Signs that Nigeria & Venezuela are ready to enter the market are fueling fears that the glut will increase. The Nigerian Militants who dismantled Nigeria’s oil industry are entering peace talks for the first time. This is a promising development that will undoubtedly lead Nigeria back onto the market. Another surprise was Venezuela’s move to begin talks of normalizing relations with the U.S. Venezuelan President Nicolas Madura announced that he’s finally ready to exchange ambassadors for the first time with their long time rival. These sudden turn of events will open up two huge suppliers to the already overcrowded global oil market.

In the midst of all this uncertainty investors are looking to the Federal Reserve for answers. Their next round of interest rate increases could give a clue on the future of oil. However, investors will have to wait until Britain clears up its Brexit referendum on June 23rd before any concrete decisions will be made. The growing disruption by this interesting movement has already resulted in $2.7 Trillion being wiped off the value of global equities. This unrest is creating a volatile environment where rates could change at the drop of a hat.

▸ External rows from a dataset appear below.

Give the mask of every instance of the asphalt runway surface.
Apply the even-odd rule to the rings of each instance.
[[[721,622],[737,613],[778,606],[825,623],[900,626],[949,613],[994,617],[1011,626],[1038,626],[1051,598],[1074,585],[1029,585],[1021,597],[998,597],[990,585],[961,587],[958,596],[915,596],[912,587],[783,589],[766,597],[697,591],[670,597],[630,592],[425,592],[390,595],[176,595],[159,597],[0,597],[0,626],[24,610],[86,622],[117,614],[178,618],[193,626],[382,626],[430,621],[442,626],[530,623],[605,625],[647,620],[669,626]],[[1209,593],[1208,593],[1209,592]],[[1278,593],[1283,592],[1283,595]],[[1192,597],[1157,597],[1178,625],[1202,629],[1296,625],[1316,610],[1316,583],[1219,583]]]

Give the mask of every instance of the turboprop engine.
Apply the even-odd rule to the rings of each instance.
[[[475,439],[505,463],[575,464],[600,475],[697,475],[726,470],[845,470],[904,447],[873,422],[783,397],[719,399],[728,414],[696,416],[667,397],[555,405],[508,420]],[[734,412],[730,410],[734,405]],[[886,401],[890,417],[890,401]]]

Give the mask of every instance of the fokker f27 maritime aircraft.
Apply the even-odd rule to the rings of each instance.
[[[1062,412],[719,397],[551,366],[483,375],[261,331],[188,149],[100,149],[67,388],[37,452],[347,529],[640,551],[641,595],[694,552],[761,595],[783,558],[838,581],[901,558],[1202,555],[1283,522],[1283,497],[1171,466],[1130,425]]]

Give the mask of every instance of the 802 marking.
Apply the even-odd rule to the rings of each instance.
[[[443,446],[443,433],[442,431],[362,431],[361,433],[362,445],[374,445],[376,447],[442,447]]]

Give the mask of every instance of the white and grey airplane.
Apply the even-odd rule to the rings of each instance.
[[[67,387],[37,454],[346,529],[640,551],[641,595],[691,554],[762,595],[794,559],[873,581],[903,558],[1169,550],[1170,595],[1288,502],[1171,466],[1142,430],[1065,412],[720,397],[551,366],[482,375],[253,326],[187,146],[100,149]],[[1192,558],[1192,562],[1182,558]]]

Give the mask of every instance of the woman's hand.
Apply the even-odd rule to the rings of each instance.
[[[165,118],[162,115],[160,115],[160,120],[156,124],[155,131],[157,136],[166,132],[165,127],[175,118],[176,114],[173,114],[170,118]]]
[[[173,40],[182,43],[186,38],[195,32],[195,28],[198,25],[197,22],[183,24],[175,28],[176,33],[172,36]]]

Even though the market is tumultuous, experts claim that it will still be able to recover. The International Energy Agency claims that by next year the global market will be almost balanced since demand is continuing to rise faster than output. They also believe that the glut is much smaller than people are saying. Their claims were validated by the fact that U.S. stockpiles declined by 2.33 million barrels last week. This leaves nationwide inventories at 532.5 million barrels. These numbers show that even though crude inventories are rising, there’s still hope for this ailing industry.